Quanto aos Warmbiers, ele disse: “Eles não estão nisso pelo dinheiro. Eles querem justiça.”
Uma vida de espera
Na Coreia do Sul, não existe um sistema de apoio financeiro às vítimas de sequestros norte-coreanos durante a Guerra da Coreia, segundo o Ministério da Unificação do país. Alguns queixosos ganharam julgamentos contra a Coreia do Norte em tribunais locais, mas não conseguiram receber o dinheiro.
Em um caso, dois ex-soldados sul-coreanos que foram levados para a Coreia do Norte como prisioneiros de guerra na década de 1950 processaram o país em 2016, 15 anos depois de escapar. Os homens, agora com 88 e 92 anos, receberam cada um cerca de 21 milhões de won, ou US$ 16.200, em danos.
Em outro caso, Choi, a professora de pré-escola aposentada cujo pai, Choi Tae-jip, foi sequestrado e levado para a Coreia do Norte em 1950, recebeu uma indenização de 50 milhões de won, ou cerca de US$ 39.000, após processar a Coreia do Norte.
Os queixosos em ambos os casos solicitaram compensação da Fundação de Cooperação Intercoreana, uma organização sem fins lucrativos sul-coreana que arrecadou dois bilhões de won, ou cerca de US$ 1,5 milhão, em royalties de direitos autorais de meios de comunicação sul-coreanos que usaram conteúdo na estatal norte-coreana. meios de comunicação.

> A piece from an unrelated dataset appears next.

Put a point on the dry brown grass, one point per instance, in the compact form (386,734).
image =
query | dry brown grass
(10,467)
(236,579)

Quando a fundação se recusou a pagar, argumentando em um tribunal que seus royalties não pertenciam ao estado norte-coreano, os demandantes processaram.

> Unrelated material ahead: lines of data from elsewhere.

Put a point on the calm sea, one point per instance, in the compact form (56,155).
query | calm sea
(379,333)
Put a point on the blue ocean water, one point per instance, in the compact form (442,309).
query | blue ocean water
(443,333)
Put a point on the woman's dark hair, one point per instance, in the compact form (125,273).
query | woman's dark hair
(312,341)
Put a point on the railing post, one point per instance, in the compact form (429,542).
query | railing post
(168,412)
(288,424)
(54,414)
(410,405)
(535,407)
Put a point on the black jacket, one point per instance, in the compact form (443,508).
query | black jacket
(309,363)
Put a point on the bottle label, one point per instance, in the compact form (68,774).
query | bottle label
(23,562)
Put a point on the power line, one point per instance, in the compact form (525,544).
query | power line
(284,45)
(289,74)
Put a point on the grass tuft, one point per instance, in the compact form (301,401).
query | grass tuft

Um tribunal de Seul rejeitou o caso apresentado pelos ex-prisioneiros de guerra, dizendo que o dinheiro não pertencia ao Estado norte-coreano. Tae-seob Um, advogado que os representa, disse em uma entrevista que planejava recorrer.

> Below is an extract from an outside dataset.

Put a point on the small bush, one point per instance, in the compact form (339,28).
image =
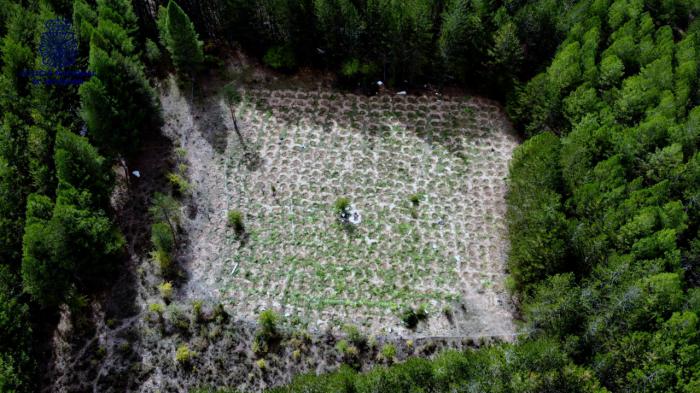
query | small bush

A Sra. Choi, que nasceu Choi Sook-yi, tem uma audiência no tribunal em agosto. Ela disse que a longa ausência de seu pai infligiu profundas feridas psicológicas em sua família. Quando sua mãe morreu em 1993, ela tinha por décadas uma tênue esperança de que seu marido pudesse retornar milagrosamente.
“Se soubéssemos que ele havia morrido, teríamos lamentado a perda e terminado com isso”, disse Choi entre lágrimas e voz trêmula. “Em vez disso, minha mãe viveu uma vida de espera.”
Hisako Ueno contribuiu com relatórios de Tóquio.